Concentrated onion and garlic products such as salts or powders, meanwhile, can bring about blood poisoning in your pet. Symptoms to watch out for here include generalized weakness and darker than normal urine.
Whole Foods To Avoid
It is not only processed food which can be harmful to your dog. Many whole foods can also cause a range of problems and conditions.
Avocados, for instance, contain a fungicidal toxin known as persin which can cause upset stomachs.
Grapes and raisins, meanwhile, can induce kidney and liver failure in some dogs. The symptoms to look out for here include a generalized weakness as well as vomiting and diarrhea.

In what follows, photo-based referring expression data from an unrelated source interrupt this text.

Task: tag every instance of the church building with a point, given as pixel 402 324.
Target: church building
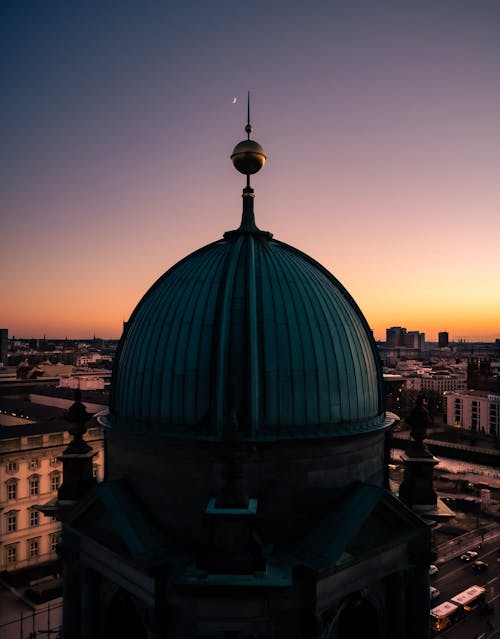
pixel 246 491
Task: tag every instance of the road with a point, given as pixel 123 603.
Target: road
pixel 455 576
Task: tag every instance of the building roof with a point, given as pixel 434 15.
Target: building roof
pixel 252 331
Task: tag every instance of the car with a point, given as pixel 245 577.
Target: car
pixel 434 592
pixel 479 566
pixel 468 556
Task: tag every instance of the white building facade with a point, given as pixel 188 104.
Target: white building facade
pixel 30 475
pixel 474 410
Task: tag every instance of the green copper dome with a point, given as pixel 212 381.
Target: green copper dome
pixel 247 331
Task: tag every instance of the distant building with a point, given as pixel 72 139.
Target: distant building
pixel 443 339
pixel 474 410
pixel 395 336
pixel 4 346
pixel 399 337
pixel 436 383
pixel 482 375
pixel 30 474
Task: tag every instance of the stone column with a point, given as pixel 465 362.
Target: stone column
pixel 69 552
pixel 395 621
pixel 89 603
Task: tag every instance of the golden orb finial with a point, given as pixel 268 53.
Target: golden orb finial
pixel 248 156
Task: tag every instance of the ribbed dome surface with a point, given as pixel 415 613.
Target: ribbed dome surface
pixel 253 330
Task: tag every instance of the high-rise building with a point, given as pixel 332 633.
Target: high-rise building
pixel 395 336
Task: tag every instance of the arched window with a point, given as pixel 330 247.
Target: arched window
pixel 34 485
pixel 55 480
pixel 11 486
pixel 11 521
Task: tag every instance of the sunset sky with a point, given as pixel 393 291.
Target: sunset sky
pixel 381 122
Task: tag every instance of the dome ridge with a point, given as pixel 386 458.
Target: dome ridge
pixel 252 327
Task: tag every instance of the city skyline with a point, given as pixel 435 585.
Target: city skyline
pixel 380 124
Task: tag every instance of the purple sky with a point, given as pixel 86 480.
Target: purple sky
pixel 380 120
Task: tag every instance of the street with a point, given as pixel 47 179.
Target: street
pixel 455 576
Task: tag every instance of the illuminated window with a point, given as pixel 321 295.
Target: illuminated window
pixel 33 547
pixel 12 489
pixel 11 554
pixel 11 521
pixel 53 541
pixel 55 480
pixel 34 485
pixel 34 463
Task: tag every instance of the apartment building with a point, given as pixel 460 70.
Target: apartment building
pixel 30 475
pixel 474 410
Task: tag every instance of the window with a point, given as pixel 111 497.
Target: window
pixel 11 554
pixel 33 547
pixel 34 463
pixel 53 541
pixel 55 480
pixel 34 485
pixel 11 521
pixel 12 489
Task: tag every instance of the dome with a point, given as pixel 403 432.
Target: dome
pixel 249 331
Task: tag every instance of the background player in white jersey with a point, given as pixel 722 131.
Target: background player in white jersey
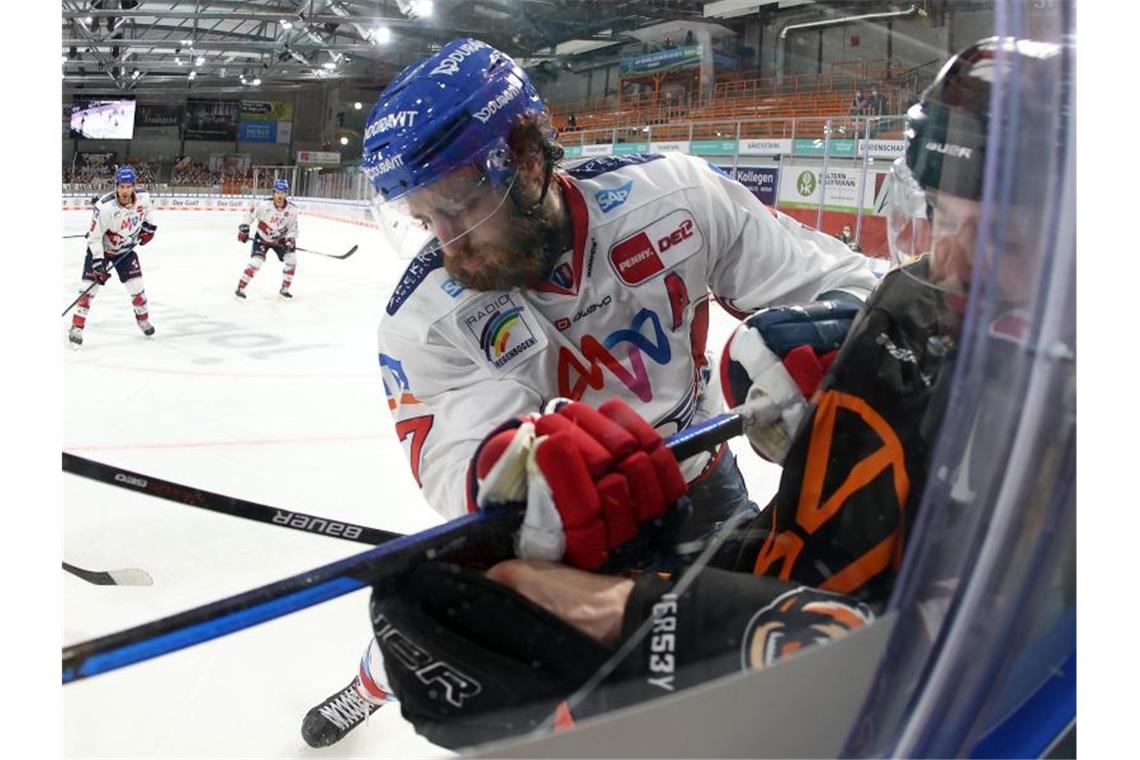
pixel 591 284
pixel 120 221
pixel 276 228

Macadamia nuts may be irresistible to us humans, but feeding them to your dog can result in fevers and tremors and rear leg mobility issues. Fortunately these issues usually resolve within forty-eight hours.
It is naturally best not to let your pet indulge in wild mushrooms as they may be as poisonous to him as they are to you.
We usually shun moldy foods for ourselves, but they should especially be kept away from your pet. Mold spores, you see, may contain tremorgenic mycotoxins which can cause tremors and convulsions in canines.
Dogs should never be given stimulants as these can affect your pet rather differently than they might affect you.
Caffeine, for instance, can cause restlessness, vomiting and, in some rare cases, death.
Alcohol, in addition to intoxication, can bring on vomiting, seizures and even death.
Hops, as used in the home-brewing of beer, are particularly dangerous to dogs. Their ingestion can lead to high temperatures and organ failure. Panting and tremors are the symptoms to watch for here.
Tobacco, meanwhile, is much too strong for your dog’s systems. In addition to stomach issues, it can also bring on a dangerously increased heart rate and unconsciousness.
One final common substance to definitely avoid is Xylitol, a sugar substitute used in many candies and gums, which is very toxic for pets and can cause liver failure, seizures and death.
Always Double Check!
What may seem innocuous to you, may be very dangerous indeed to your four-legged friend. Just because your pet seems to think something is safe, it doesn’t mean that it necessarily is.
If at all in doubt over whether an item is safe or not for your dog, don’t take the chance. And if your dog exhibits any worrying or unusual symptoms after eating anything out of the ordinary, don’t hesitate to have him or her examined by a veterinarian. Our pets depend on us to keep them healthy, after all.